Ralph Wilson Sipperly (1890–1928) was a comic and character actor who appeared in ten films (mostly silents) between 1923 and 1927. His most notable portrayal was as the barber in the Academy Award-winning film Sunrise: A Song of Two Humans (1927).

Born in Rochester, New York, Sipperly had a career in the Broadway theatre before breaking into silent films. His earliest known appearance was in a performance of A Prince There Was (1918), followed by The Meanest Man in the World (1920), Six Cylinder Love (1921), The Deep Tangled Wild-Wood (1923) and other (mostly) comedies. His first known film part was in the movie version of Six Cylinder Love (1923) in which he played the same character he had on-stage.

During one theatrical performance of Six-Cylinder Love in New York in 1921, Sipperly, who played a high-powered car salesman, accidentally drove an actual automobile off the stage and into the first row of seats. No one was injured, though screams erupted in the sold-out hall, and one woman "became hysterical" as people scrambled out of the way. The incident made The New York Times the following day, but apparently had no effect on Sipperly's career.

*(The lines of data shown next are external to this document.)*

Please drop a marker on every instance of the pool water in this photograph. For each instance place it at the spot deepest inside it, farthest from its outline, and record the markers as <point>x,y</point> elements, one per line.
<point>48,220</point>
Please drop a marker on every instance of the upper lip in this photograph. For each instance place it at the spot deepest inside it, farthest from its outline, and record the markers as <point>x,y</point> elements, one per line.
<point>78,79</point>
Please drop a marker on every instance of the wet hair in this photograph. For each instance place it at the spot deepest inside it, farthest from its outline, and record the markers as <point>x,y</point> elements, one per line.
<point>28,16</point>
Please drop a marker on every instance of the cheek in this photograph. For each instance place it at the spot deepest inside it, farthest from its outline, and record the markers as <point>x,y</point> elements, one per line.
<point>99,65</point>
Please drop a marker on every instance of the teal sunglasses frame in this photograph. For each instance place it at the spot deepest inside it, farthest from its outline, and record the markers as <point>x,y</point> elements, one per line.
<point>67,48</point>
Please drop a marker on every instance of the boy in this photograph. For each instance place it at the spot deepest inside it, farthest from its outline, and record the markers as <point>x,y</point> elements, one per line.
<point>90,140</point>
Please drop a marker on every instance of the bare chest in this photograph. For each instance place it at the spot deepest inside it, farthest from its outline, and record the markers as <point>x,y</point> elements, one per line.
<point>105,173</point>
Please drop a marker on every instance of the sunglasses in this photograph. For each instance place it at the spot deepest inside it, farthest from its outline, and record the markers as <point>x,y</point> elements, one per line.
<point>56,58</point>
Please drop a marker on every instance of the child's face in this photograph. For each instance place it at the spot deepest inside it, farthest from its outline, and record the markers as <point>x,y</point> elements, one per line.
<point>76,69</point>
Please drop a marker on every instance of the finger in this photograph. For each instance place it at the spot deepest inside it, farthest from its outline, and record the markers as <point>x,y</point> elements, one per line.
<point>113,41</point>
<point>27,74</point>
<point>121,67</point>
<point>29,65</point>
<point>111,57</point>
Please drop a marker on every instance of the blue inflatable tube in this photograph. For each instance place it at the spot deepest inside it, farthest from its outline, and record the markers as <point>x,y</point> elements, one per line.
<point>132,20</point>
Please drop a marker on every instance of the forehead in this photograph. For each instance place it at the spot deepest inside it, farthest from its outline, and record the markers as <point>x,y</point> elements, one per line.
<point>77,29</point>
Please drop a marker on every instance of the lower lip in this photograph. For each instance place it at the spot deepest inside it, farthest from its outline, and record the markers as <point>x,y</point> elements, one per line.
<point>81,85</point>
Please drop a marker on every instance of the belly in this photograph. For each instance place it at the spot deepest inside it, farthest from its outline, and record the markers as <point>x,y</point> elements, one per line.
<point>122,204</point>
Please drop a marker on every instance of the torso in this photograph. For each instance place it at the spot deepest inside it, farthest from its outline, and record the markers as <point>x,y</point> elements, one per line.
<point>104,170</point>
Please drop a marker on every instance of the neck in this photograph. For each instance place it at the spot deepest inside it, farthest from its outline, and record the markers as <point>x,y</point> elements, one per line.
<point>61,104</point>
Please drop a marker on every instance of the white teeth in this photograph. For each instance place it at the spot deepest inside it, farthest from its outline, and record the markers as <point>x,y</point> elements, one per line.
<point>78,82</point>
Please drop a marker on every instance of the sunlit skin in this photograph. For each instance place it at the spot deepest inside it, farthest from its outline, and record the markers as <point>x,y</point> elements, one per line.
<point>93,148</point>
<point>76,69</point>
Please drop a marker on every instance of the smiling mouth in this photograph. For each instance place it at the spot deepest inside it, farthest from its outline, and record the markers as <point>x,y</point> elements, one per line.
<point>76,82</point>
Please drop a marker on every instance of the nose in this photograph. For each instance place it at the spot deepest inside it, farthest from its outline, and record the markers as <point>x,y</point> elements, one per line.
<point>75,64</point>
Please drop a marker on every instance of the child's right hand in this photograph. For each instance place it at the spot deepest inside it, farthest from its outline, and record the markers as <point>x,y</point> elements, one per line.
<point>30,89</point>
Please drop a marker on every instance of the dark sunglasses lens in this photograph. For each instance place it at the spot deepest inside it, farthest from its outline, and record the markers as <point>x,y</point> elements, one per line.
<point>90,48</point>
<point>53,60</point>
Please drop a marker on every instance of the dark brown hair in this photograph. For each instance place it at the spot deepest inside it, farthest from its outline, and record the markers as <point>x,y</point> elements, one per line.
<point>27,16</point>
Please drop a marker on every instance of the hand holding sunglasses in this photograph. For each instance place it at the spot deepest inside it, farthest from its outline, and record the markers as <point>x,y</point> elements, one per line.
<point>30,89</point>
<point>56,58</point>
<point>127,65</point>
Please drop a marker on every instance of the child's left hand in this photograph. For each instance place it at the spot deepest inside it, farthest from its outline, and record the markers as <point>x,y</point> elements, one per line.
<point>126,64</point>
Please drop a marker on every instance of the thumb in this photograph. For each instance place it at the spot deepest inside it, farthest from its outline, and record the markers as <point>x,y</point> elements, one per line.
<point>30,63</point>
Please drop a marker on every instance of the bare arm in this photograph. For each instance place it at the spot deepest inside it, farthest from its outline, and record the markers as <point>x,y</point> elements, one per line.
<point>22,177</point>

Another New York Times article of 1925 reported that Sipperly, "saxophonist de luxe of The Fall Guy has selected the design for the monument that is to mark the site of his Rochester birthplace. It is to consist of two baseball bats crossed above a dumbbell. It seems that baseball has been the dominant fact in this actor's life."

Sipperly died in Bangor, Maine, and is buried in that city's Mount Hope Cemetery.